Every frame of Mouse is hand-drawn in classic rubber hose animation, the kind of exaggerated, fluid character work that defined early animation. The black-and-white aesthetic gives the entire game a striking vintage look that immediately sets it apart from anything else releasing this month. But don’t let the art style fool you into thinking this is a gentle experience. The gunplay is fast, punchy, and explosive, blending old-school FPS design with creative gadgets like sonic dampers, micro-scale cameras, and wind-up automata.

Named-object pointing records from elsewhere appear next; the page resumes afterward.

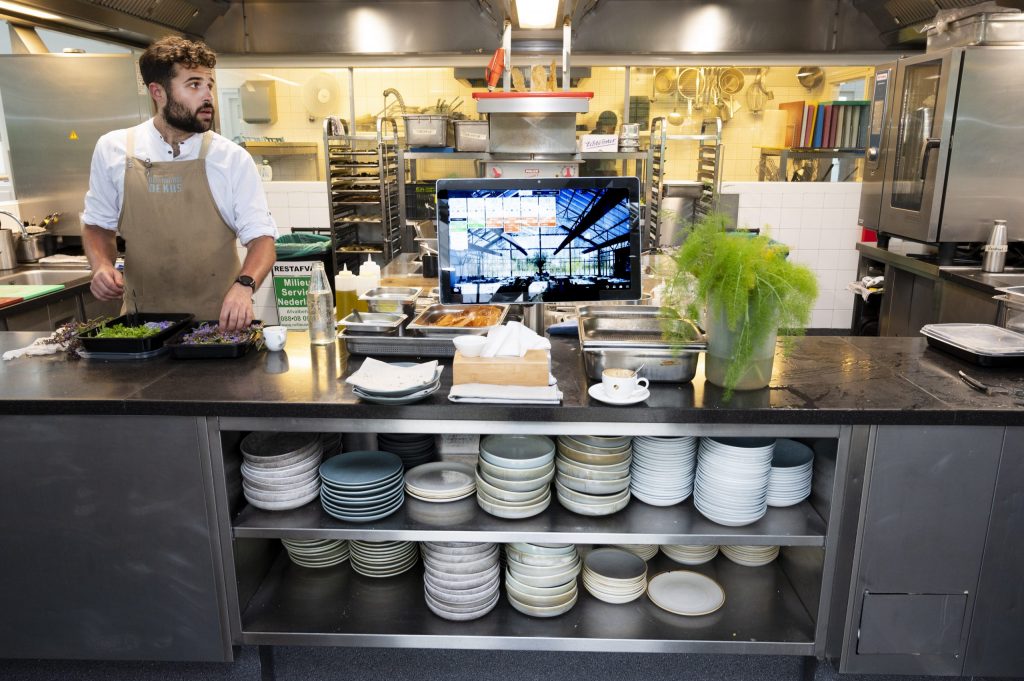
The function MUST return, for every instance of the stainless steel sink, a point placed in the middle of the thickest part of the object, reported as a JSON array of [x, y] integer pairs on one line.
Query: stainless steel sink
[[34, 277]]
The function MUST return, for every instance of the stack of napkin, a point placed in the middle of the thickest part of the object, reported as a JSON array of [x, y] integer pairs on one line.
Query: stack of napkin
[[511, 340]]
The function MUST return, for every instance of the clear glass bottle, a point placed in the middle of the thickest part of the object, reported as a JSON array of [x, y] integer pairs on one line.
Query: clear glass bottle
[[320, 303]]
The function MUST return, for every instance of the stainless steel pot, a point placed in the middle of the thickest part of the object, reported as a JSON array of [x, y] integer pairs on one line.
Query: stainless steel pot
[[31, 248]]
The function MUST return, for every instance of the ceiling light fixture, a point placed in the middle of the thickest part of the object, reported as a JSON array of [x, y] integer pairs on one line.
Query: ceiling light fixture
[[537, 13]]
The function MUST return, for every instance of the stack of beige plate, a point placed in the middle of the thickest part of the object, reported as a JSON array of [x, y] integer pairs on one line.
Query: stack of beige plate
[[752, 556], [383, 558], [614, 576], [440, 481], [645, 551], [461, 580], [593, 473], [514, 475], [541, 579], [316, 552], [689, 554]]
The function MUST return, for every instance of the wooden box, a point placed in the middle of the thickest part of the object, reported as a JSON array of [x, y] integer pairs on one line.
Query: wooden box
[[532, 369]]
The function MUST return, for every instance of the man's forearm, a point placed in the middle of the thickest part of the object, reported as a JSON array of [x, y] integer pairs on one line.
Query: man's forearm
[[100, 246], [260, 256]]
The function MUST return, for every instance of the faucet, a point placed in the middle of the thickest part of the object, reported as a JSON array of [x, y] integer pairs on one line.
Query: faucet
[[25, 232]]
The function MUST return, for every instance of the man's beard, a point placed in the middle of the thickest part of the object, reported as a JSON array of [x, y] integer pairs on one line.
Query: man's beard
[[178, 116]]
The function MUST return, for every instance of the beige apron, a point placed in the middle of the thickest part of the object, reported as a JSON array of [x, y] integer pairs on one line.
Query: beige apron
[[179, 253]]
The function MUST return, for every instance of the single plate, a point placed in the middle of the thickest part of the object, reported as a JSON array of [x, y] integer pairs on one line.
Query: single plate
[[683, 592], [597, 392]]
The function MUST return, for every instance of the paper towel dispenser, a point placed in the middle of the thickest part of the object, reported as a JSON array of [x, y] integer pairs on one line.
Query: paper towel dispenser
[[259, 101]]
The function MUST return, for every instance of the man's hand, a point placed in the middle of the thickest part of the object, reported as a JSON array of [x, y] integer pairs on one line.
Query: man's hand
[[108, 284], [237, 311]]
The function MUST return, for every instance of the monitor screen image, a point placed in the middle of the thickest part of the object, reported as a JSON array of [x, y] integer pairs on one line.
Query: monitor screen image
[[535, 241]]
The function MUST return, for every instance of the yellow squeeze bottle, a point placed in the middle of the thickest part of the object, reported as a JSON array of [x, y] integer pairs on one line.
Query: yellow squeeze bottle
[[344, 293]]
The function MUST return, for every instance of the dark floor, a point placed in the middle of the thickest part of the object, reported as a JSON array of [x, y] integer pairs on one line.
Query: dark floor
[[312, 664]]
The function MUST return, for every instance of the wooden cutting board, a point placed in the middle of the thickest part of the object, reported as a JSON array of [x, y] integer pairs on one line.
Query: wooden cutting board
[[29, 291]]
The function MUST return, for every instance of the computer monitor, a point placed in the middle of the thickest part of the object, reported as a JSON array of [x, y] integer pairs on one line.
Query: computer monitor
[[539, 241]]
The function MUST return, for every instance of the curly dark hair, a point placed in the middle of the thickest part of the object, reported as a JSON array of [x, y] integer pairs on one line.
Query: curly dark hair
[[160, 60]]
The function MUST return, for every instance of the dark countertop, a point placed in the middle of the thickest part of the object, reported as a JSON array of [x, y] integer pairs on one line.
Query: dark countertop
[[825, 380]]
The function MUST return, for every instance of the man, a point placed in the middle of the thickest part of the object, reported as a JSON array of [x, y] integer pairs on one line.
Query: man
[[179, 195]]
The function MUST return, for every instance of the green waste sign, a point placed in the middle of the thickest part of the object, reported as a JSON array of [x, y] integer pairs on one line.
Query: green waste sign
[[291, 282]]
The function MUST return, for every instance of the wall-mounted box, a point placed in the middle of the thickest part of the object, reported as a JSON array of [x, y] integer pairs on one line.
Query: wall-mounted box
[[259, 101]]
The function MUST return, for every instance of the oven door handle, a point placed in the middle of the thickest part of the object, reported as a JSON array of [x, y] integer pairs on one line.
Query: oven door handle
[[930, 143]]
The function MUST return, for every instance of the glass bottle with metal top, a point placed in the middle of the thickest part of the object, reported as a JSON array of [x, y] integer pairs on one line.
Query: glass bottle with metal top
[[320, 303]]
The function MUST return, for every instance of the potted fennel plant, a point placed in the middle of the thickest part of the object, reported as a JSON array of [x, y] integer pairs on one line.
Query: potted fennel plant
[[747, 291]]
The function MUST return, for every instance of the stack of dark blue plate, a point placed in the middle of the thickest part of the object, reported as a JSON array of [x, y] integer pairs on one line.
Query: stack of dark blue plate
[[359, 486], [414, 450]]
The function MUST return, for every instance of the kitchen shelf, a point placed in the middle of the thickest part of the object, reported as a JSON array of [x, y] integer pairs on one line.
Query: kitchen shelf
[[763, 613], [466, 521]]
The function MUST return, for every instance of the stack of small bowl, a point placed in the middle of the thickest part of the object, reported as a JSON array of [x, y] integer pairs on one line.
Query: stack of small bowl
[[663, 469], [731, 482], [514, 472], [792, 468], [593, 473], [541, 579], [279, 470], [382, 559], [461, 580], [359, 486], [690, 554], [316, 552], [614, 576], [751, 556]]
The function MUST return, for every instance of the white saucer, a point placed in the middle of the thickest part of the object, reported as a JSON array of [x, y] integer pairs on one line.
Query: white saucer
[[597, 392]]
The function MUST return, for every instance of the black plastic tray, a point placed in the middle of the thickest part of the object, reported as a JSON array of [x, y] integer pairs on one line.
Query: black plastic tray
[[974, 357], [147, 344], [181, 350]]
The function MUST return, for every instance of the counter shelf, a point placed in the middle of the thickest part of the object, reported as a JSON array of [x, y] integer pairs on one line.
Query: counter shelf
[[764, 611]]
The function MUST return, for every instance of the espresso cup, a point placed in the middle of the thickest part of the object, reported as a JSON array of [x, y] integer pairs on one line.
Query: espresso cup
[[274, 337], [622, 383]]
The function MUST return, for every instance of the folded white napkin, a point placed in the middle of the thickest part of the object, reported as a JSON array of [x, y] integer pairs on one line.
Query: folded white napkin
[[38, 347], [377, 376], [520, 394], [513, 340]]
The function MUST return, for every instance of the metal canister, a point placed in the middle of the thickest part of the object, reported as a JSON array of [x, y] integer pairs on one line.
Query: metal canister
[[8, 259]]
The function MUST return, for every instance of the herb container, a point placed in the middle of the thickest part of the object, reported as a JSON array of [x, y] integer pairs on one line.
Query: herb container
[[182, 349], [93, 344]]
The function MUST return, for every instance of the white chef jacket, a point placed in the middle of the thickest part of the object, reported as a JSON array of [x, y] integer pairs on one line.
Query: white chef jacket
[[235, 182]]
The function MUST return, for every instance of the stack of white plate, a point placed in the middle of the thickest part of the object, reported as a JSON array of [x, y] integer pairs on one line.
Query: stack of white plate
[[792, 467], [440, 481], [645, 551], [279, 470], [690, 554], [593, 473], [461, 580], [731, 482], [383, 558], [359, 486], [541, 579], [513, 477], [614, 576], [316, 552], [752, 556], [663, 469]]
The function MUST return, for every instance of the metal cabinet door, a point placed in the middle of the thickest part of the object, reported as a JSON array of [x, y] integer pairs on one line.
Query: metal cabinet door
[[107, 528], [922, 536]]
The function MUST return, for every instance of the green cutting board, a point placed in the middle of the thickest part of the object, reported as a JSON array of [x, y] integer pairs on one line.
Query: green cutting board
[[28, 291]]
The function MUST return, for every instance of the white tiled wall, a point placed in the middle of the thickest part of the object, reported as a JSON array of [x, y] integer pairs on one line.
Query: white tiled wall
[[292, 205], [818, 222]]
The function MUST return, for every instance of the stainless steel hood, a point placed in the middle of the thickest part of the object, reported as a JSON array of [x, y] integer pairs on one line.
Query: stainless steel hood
[[380, 28]]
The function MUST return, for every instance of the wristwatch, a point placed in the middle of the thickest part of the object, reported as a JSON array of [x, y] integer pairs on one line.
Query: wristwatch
[[246, 280]]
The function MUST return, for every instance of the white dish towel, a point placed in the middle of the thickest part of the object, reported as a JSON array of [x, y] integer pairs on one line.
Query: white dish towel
[[506, 394]]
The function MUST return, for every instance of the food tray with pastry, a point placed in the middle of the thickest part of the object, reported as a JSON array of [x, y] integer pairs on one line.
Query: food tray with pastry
[[450, 321]]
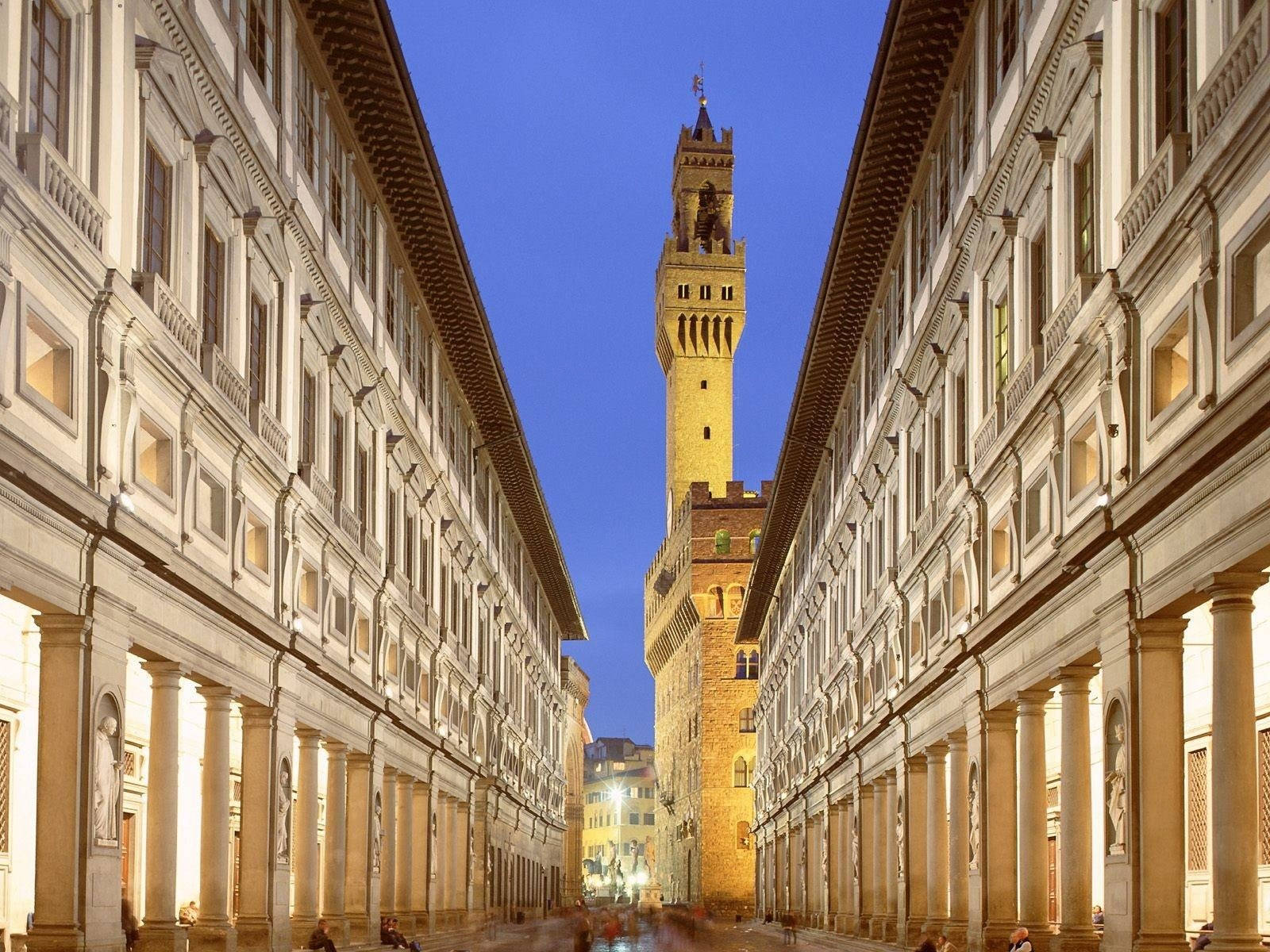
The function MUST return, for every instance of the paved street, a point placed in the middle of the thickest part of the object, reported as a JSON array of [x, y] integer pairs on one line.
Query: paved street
[[743, 937]]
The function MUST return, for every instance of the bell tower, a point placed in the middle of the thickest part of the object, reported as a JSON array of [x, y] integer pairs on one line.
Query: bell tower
[[700, 313]]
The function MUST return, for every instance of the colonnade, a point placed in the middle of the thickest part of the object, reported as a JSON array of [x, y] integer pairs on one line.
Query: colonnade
[[950, 831]]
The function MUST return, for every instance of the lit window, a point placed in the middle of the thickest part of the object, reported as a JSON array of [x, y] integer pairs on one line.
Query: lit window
[[257, 543], [50, 67], [1035, 509], [1170, 365], [48, 365], [210, 505], [1083, 459], [154, 455], [1000, 546]]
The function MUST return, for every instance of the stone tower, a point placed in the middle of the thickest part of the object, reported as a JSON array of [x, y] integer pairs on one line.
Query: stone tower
[[700, 313], [705, 681]]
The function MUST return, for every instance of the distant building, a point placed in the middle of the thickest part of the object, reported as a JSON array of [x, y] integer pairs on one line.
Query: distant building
[[619, 814], [705, 685], [577, 736]]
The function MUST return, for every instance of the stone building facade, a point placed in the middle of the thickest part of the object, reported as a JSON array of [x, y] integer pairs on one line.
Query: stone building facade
[[1011, 597], [577, 736], [281, 602], [704, 682], [619, 816]]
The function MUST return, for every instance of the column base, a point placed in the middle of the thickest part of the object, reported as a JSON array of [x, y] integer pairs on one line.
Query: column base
[[1087, 941], [1159, 942], [57, 939], [214, 937], [162, 939]]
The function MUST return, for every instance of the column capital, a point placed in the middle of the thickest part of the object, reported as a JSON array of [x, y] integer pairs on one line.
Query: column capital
[[1231, 587], [1001, 717], [216, 696], [64, 630], [164, 674], [1157, 634], [1075, 678], [1033, 701]]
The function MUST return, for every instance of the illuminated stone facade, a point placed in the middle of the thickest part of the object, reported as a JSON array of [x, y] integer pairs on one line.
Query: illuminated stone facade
[[1011, 596]]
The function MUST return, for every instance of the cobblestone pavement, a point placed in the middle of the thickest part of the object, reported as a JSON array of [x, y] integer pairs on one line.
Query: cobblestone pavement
[[556, 936]]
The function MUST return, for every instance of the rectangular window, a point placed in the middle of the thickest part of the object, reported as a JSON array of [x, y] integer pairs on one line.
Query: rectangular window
[[1035, 509], [256, 550], [214, 287], [1005, 38], [308, 416], [1083, 213], [154, 455], [156, 215], [337, 456], [1001, 342], [1170, 365], [1172, 82], [210, 505], [258, 349], [257, 25], [50, 67], [308, 121], [1038, 282], [48, 363]]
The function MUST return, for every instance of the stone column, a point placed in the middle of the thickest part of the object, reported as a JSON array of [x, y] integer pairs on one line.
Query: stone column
[[403, 880], [83, 670], [914, 848], [160, 932], [1076, 819], [959, 839], [1157, 785], [336, 854], [463, 867], [865, 860], [1235, 763], [937, 839], [1033, 838], [421, 858], [305, 838], [387, 869], [214, 931], [880, 871], [267, 839], [1000, 863], [357, 850], [833, 881]]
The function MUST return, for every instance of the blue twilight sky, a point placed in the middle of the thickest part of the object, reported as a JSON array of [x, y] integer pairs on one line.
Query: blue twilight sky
[[556, 124]]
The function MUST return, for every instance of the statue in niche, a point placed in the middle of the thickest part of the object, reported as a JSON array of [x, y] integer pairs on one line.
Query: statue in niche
[[899, 837], [378, 835], [1118, 780], [975, 820], [107, 780], [283, 835]]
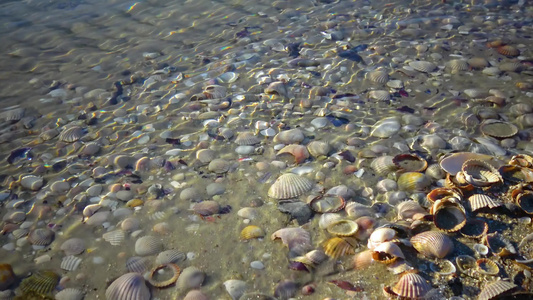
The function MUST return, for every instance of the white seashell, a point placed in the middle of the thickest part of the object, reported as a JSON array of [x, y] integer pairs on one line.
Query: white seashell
[[70, 263]]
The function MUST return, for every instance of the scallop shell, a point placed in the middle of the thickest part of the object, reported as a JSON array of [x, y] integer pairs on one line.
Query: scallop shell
[[170, 256], [495, 289], [70, 263], [71, 134], [130, 286], [41, 283], [148, 245], [252, 232], [288, 186], [69, 294], [41, 236], [114, 237], [339, 246], [498, 129], [343, 228], [423, 66], [247, 139], [167, 282], [432, 244], [480, 201]]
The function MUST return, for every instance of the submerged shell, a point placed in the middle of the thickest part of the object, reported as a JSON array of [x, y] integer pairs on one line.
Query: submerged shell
[[432, 244], [288, 186], [130, 286]]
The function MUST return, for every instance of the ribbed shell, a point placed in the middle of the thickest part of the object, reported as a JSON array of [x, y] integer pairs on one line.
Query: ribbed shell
[[494, 289], [71, 134], [432, 244], [411, 286], [479, 201], [148, 245], [130, 286], [288, 186], [422, 66]]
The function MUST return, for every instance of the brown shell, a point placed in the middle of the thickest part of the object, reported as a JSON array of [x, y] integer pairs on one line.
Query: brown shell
[[432, 244]]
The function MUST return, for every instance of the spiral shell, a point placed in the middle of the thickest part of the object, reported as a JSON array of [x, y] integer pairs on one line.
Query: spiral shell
[[130, 286], [432, 244], [288, 186]]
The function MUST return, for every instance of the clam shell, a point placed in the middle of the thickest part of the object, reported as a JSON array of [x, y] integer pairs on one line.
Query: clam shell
[[252, 232], [148, 245], [339, 246], [495, 289], [71, 134], [41, 283], [432, 244], [130, 286], [343, 228], [41, 236], [170, 256], [498, 129], [423, 66], [288, 186], [480, 201], [70, 263], [69, 294]]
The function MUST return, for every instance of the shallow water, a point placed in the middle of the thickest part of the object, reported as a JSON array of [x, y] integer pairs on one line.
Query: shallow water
[[132, 76]]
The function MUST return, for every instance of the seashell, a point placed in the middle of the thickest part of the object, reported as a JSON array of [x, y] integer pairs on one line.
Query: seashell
[[343, 228], [247, 138], [432, 244], [195, 295], [339, 246], [413, 181], [508, 50], [422, 66], [498, 129], [384, 165], [291, 136], [480, 173], [170, 256], [69, 294], [130, 286], [480, 201], [167, 282], [7, 277], [41, 236], [409, 163], [31, 182], [148, 245], [252, 232], [387, 253], [380, 95], [487, 266], [475, 228], [206, 208], [410, 286], [114, 237], [288, 186], [41, 283], [70, 263], [298, 152], [72, 134], [297, 239], [190, 278], [496, 289], [377, 76], [219, 166], [327, 204], [138, 264]]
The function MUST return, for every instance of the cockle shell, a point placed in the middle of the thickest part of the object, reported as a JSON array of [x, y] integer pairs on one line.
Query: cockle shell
[[432, 244], [130, 286], [288, 186]]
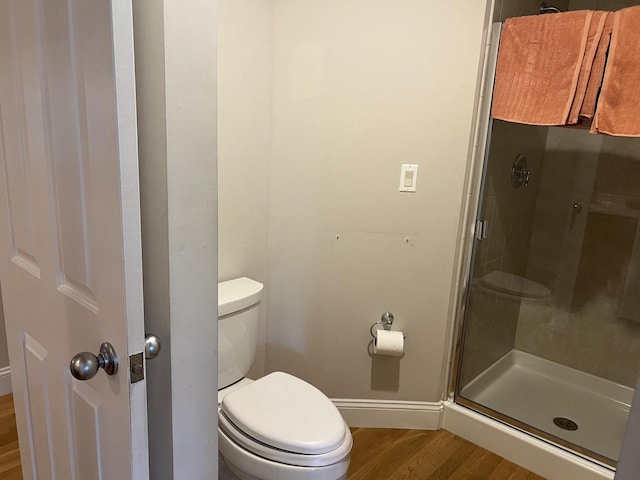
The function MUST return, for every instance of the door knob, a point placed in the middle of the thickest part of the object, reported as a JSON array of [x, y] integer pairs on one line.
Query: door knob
[[85, 365], [152, 346]]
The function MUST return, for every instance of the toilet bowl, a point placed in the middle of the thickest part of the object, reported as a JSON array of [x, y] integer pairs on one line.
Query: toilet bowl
[[278, 427]]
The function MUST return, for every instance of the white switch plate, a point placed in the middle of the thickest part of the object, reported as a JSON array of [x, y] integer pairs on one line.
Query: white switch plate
[[408, 177]]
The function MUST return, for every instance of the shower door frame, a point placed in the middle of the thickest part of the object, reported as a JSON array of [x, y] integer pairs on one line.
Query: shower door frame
[[468, 251]]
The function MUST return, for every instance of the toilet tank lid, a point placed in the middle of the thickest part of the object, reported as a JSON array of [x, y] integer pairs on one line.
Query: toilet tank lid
[[237, 294]]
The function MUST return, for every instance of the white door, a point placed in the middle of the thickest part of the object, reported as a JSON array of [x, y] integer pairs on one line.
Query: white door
[[70, 260]]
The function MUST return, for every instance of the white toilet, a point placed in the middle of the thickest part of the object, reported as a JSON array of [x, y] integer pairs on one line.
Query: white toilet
[[278, 427]]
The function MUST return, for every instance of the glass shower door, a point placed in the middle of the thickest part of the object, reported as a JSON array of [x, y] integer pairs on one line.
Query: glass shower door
[[551, 337]]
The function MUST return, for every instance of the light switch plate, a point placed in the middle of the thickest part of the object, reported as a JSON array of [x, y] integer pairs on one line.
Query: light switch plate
[[408, 177]]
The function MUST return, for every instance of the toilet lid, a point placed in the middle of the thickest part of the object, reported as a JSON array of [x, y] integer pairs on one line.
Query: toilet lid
[[285, 412]]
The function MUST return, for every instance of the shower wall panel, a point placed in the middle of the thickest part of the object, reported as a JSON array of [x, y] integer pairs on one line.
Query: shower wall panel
[[583, 248], [492, 326]]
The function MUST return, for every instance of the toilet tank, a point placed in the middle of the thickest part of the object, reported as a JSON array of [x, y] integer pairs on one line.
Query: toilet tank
[[238, 313]]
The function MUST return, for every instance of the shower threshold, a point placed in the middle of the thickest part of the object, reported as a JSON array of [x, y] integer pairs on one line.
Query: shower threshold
[[535, 391]]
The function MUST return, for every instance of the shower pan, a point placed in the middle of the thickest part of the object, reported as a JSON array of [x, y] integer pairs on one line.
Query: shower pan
[[551, 333]]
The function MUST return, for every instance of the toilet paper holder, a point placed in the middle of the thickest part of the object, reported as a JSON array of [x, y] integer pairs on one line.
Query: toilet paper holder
[[386, 320]]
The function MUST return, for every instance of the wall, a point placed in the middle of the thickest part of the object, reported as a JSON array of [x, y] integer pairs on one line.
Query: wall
[[4, 351], [359, 88], [492, 320], [244, 142]]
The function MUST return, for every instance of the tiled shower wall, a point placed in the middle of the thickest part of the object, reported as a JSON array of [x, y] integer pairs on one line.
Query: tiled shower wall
[[491, 326]]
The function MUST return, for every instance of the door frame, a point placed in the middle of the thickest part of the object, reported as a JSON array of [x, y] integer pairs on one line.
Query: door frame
[[176, 72]]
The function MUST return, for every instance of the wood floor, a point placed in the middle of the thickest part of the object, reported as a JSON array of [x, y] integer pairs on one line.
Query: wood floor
[[9, 452], [378, 454], [384, 454]]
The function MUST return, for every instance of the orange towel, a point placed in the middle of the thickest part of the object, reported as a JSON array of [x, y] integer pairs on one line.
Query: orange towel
[[539, 63], [597, 70], [593, 41], [618, 111]]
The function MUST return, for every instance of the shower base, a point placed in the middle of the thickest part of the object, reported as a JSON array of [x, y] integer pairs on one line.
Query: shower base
[[536, 391]]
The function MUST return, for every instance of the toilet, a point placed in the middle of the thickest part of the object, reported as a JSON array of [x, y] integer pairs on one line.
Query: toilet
[[278, 427]]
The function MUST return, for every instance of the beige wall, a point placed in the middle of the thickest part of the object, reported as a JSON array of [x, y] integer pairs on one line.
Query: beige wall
[[359, 88], [244, 131], [4, 351]]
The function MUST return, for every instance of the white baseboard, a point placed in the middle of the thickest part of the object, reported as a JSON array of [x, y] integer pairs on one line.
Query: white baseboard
[[5, 381], [540, 457], [390, 414]]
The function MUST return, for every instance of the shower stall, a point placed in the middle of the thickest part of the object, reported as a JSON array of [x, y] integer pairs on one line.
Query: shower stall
[[550, 330]]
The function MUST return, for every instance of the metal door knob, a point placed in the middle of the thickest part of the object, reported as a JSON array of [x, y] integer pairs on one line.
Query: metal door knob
[[152, 346], [85, 365]]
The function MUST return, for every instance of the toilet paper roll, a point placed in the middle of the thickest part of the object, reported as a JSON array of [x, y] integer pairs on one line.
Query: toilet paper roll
[[388, 343]]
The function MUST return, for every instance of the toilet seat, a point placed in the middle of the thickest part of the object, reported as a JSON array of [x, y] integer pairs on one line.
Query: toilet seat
[[285, 413], [282, 456], [247, 465]]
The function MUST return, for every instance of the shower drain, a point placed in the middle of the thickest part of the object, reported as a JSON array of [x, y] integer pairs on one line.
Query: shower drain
[[565, 423]]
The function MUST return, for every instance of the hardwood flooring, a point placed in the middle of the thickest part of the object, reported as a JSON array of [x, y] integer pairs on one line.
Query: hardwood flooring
[[9, 451], [385, 454], [378, 454]]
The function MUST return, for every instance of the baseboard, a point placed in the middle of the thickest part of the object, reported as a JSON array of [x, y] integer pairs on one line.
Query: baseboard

Between the action, investigation sequences play out as interactive clue-based puzzles. Players interpret evidence, interrogate a cast of quirky NPCs, and make choices that ripple through the story. It’s a genuine blend of detective work and first-person shooting that gives Mouse a flavor all its own.
The game promises 12 to 20 hours of content depending on playstyle, which feels like a solid chunk for a $29.99 title. A Digital Deluxe Edition at $39.99 adds the first DLC expansion, the full original soundtrack, and a digital comic book. Physical copies are planned for July 10.
Mouse: P.I. For Hire launches April 16 on PS5, Xbox Series X|S, PC via Steam, and Nintendo Switch 2. PS4, Xbox One, and original Switch versions are coming later.